The chain_jobs feature in dispatcher allows you to group jobs which share the same name and cron string.

This feature is different from Bulk jobs (merged/zipped) in the following ways:

  • Once jobs are "linked", they will be executed in a serial order based on their "jobLinkedOrder" values, starting from the lowest value, and

  • they will be considered separate jobs that create separate reports. 

When the dispatcher identifies more than one job with the same name scheduled at the same time, it will check if at least one of the jobs has the "linkedJob" set to true. If so, it will regard them as linked jobs and not as Bulk.

If two or more jobs have the same "jobLinkedOrder" value, they will be executed one after the other arbitrarily.

If any of the jobs in the group fails, dispatcher will not continue processing the remaining jobs.

Python Plugin

You can add your own python programs and run them using the scheduler and dispatcher. To do this, a defined section needs to be added to dispatcher.conf file:

[section_name]
section_type = python-plugin
python_executable_path = /custom_path/venv/bin/python
plugin = /path1/script.py -p1 -p2.
  • section_type” is the identifier in the code which triggers the run of the python program.

  • python_executable_path” defines the path for the virtual env. If this field is missing or empty, the default python binary defined in [dispatch] section will be used: sonar_python_executable_path = /usr/lib/sonar/sonarfinder/virtualenv/bin/python

  • If “sonar_python_executable_path” is not defined, dispatcher will use the hard-coded path: DEFAULT_PYTHON_EXEC_PATH = "/usr/lib/sonar/sonarfinder/virtualenv/bin/python"

  • plugin” specifies the path to the python script. If any parameter needs to be passed to the script, it should be defined in this field (e.g. -p1 and -p2 are arguments passed to the python script).

To run the python program, “section_name” needs to be passed to Plugin in scheduler form. This job will not interfere with regular dispatcher jobs, as it only triggers the python program to run and does not create reports.

PDF Enhancement

The dispatcher provides a set of parameters in the config file, which allow users to customize their PDF reports.

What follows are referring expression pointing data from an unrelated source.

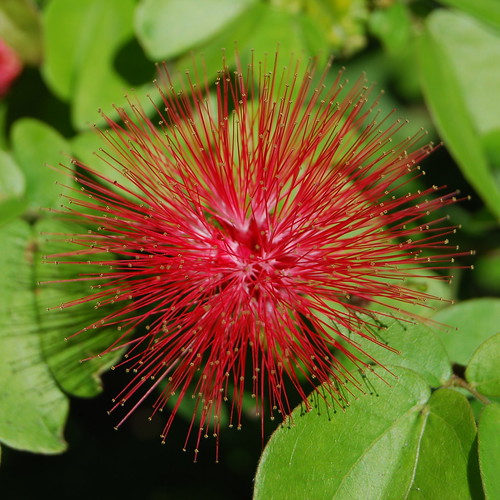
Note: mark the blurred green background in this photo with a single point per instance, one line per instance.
(62, 60)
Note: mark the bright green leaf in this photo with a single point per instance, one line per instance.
(168, 28)
(63, 358)
(12, 186)
(470, 48)
(20, 28)
(32, 408)
(455, 55)
(483, 370)
(93, 67)
(489, 446)
(485, 10)
(450, 432)
(342, 23)
(416, 347)
(37, 148)
(379, 447)
(466, 325)
(487, 270)
(260, 30)
(85, 147)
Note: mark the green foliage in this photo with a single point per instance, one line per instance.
(188, 31)
(489, 444)
(32, 408)
(93, 68)
(36, 147)
(397, 440)
(412, 432)
(448, 101)
(466, 326)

pdf_default_document_height_inches - Default height in inches, different number of rows may fit in a page, depending on the input.

Calculated Page Height

A dynamic value, calculated based on the following two parameters, when relevant.

pdf_minimum_lines_per_page - Relevant only when the pdf_expand_page_on_big_cell is true.

pdf_expand_page_on_big_cell - Boolean. If true - page height will be calculated, based on the minimum lines per page. Final page height will be the bigger of the default or calculated page height.